Friday, February 01, 2008

What and when ....

On Monday, a friend asked me to recommend a project management methodology for IT. I wasn't trying to be awkward, but my answer was "that depends".

Let me explain.

Any activity that a business performs (whether it's a process, or part of a process, or related to the result of a process such as a product or service) is transient. In other words an activity's characteristics change over time.

For example, the use of CRM (customer relationship management) systems was a new activity in the mid 80s however today it has become widespread. CRM has transformed from something novel, with little or no literature and a relatively undefined problem space to something which is common, backed up by a wealth of literature and a well defined problem space. I've marked this transition on figure 1 which shows a graph of ubiquity (from new to common) against certainty (from an undefined problem that few have solved to a well defined and specified problem that has been solved many times before).
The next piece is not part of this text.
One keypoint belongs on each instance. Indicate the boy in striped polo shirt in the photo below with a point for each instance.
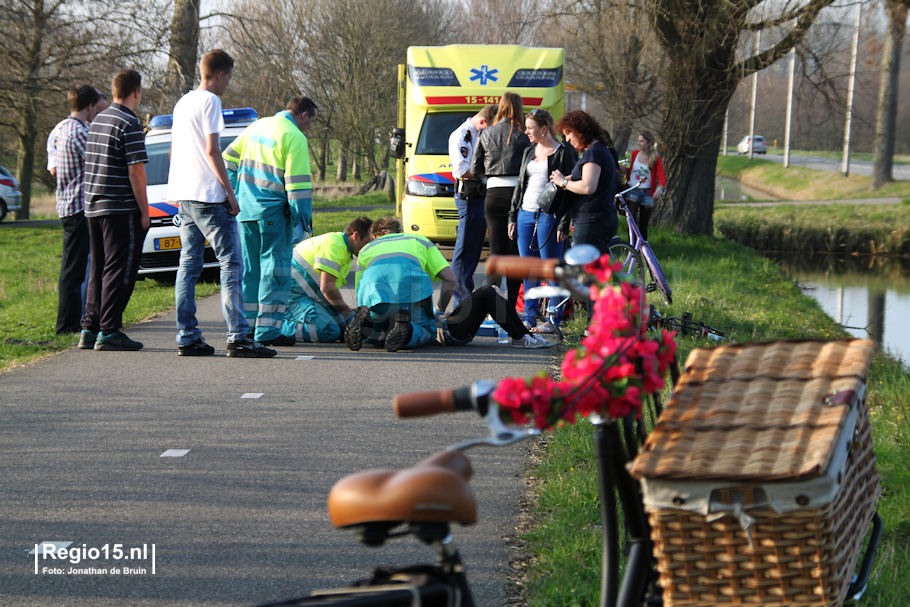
(116, 208)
Figure 1 - The transition of CRM

If you take an snapshot of a company at any time, you will find that it consists of a mass of different activities. At one end, you have those activities that are truly novel within the industry and because of their novelty they are relatively undefined. Such activities are the innovations, the differentiators and the potential sources of competitive advantage. On the other extreme you have those activities that are common or ubiquitous within the industry and hence because of this, they are well defined (to the point of best practice solutions and step by step how to guides). They are the commodity like activities and a likely cost of doing business. I've shown this on figure 2.

Figure 2 - Organisation as a mass of activities

Now this is only a snapshot in time. Any activity (as per CRM) is on a path from innovation to commodity and hence its position on this graph will change over time. As an activity moves down this path, it changes from a highly variable dynamic class of problem to a more fixed static class of problem. Its characteristics change and hence the method by which it is best managed. I've tried to show this in figures 3-4.

Figure 3 - Characteristics at different stages of the activity lifecycle

Figure 4 - Effective methods for dealing with an activity at different stages of its lifecycle

In order to know how to manage something, you need to know where it is on this curve. Hence my original answer. The project methodology depends upon what you are doing and most importantly when you are intending on doing it.

The methodology I would use to manage a CRM project has changed drastically, but that is only because CRM is no longer an innovation - it has become more of a commodity.

This is also why there are no single, magic bullet solutions to project management. When dealing with a commodity, your focus is to eliminate variation. No business wants variability in its power supply or telephone or internet connection. Innovation, however, requires deviation from the accepted norms of today - it's something new. So on one extreme you need methods to eliminate variation whilst on the other you needs methods to encourage and cope with variation.

In my opinion, the simple solution is just to use different methods and to learn when to use them.